A joint report by Candesic and the College of Emergency Medicine (CEM) analysed over 3,000 patient records who visited twelve Emergency Departments (A&Es) across the country and found that most people (85%) who attended A&E needed to be seen in an emergency setting. This number is different from the number that NHS England based their A&E reconfiguration blueprint on; it claimed 60% of people needed treatment and that 40% could be treated elsewhere. Rather than quibble over data, what positive action can be taken? And what does the future hold? Here we discuss three issues:

First, A&E attendees; second, the A&E payment system and staffing levels; and third, ideas to solve the problem keeping in mind the ‘can-do’ ethos of our emergency services who deliver 24/7 care.

A&E attenders:

Today the BBC reported “efforts to redirect patients away from busy A&E departments will not work.” Despite expensive campaigns to try and redirect people away from A&E, there is little evidence to say that such campaigns work. The trend for better “sign posting” and “self-care” education and apps are likely to have only marginal effects. In fact, our report found that children were the most likely group to be brought to A&E despite the fact clinically they could have waited to be seen the next day. Though who could blame an anxious parent, worried about their child? The saying ‘better safe than sorry’ must surely be in any parents mind at time of worry. So perhaps a better strategy, and one supported by the CEM, would be that people could be triaged to the correct ‘point-of-care’ after arriving at the A&E door. Welcoming people at their time of need and directing them to the care they need. The full spectrum of triage – from booking a GP appointment to wheeling them through to the resuscitation room.
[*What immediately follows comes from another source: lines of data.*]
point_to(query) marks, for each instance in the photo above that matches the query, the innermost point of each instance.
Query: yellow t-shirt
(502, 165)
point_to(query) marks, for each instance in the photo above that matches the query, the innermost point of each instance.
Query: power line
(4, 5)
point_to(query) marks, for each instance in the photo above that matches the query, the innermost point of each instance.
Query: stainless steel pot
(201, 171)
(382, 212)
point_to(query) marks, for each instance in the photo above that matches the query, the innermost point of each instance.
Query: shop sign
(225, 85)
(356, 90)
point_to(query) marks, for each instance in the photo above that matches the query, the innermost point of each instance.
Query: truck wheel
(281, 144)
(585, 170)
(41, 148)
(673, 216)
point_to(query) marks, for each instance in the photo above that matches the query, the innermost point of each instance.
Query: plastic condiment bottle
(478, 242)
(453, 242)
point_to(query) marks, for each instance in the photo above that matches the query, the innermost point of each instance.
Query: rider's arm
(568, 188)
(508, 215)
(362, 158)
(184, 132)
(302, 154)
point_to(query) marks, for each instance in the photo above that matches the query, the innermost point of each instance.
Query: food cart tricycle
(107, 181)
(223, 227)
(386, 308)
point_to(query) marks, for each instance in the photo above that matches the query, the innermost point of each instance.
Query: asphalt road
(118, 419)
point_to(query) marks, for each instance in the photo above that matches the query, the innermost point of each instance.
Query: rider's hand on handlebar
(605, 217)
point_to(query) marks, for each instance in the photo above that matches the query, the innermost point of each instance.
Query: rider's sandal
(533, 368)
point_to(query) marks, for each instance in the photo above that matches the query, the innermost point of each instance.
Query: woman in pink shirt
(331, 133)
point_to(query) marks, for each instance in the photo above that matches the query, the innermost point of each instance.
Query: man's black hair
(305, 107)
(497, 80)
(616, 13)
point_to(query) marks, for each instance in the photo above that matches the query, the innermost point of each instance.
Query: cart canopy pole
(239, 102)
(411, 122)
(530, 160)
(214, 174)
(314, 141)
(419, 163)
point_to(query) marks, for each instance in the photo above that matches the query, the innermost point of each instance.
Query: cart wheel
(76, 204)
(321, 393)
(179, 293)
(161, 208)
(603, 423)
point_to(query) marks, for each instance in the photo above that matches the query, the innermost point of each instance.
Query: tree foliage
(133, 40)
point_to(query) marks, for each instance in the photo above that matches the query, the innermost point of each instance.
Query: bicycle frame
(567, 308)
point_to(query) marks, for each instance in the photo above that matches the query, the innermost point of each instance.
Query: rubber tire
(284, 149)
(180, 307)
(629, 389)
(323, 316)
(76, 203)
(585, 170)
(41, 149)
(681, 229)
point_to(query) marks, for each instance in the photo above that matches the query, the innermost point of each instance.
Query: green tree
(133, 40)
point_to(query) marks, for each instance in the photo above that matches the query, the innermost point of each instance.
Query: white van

A&E payment system and staffing levels:

No one can escape economic reality and the NHS is no different. But A&Es have become low priority for investment among acute trusts, as the current tariff system ensures all type 1 A&Es are a financial drain on these organisations. As the CEM have highlighted before the A&E tariff system is ‘not fit for purpose’ and is based on old data. The system is analogous to going into a shoe shop and buying a pair of the latest shoes for last year’s price or the price before – the customer may be happy (like getting good treatment in A&E) but the business model is not sustainable. Dr Cliff Mann President of the CEM said “The CEM is in the vanguard of the drive towards efficient, effective and sustainable urgent and emergency care. They will continue to campaign for both tariff reform and contract changes to ensure neither hospitals nor clinicians are disadvantaged by delivering or choosing emergency medicine.”
Solving the problem:

The future must be to design emergency settings to be optimally configured, to include:

  • Access to urgent care centres to book next day GP appointments;
  • GPs working within the emergency department and able to use the department’s facilities; and
  • Early access to specialist emergency medicine doctors.

There is already strong support for the notion of co-located urgent care centres alongside every emergency department. This symbiotic arrangement has clear advantages as not everyone can be expected to determine whether their symptoms represent a time critical illness. Similarly co-location offers economies of scale, common governance arrangements and the reassurance that any triage errors can be quickly and reliably corrected.

With Simon Stevens at the helm of the NHS, the opportunity could not be greater. He has indicated he is keen to hand over more power to Clinical Commissioning Groups (CCGs) and the CEM would like this to evolve. Local vision and innovation would allow Emergency Departments to be part of the solution and not left stuck in a silo, with more integration, not division, between A&E and GPs.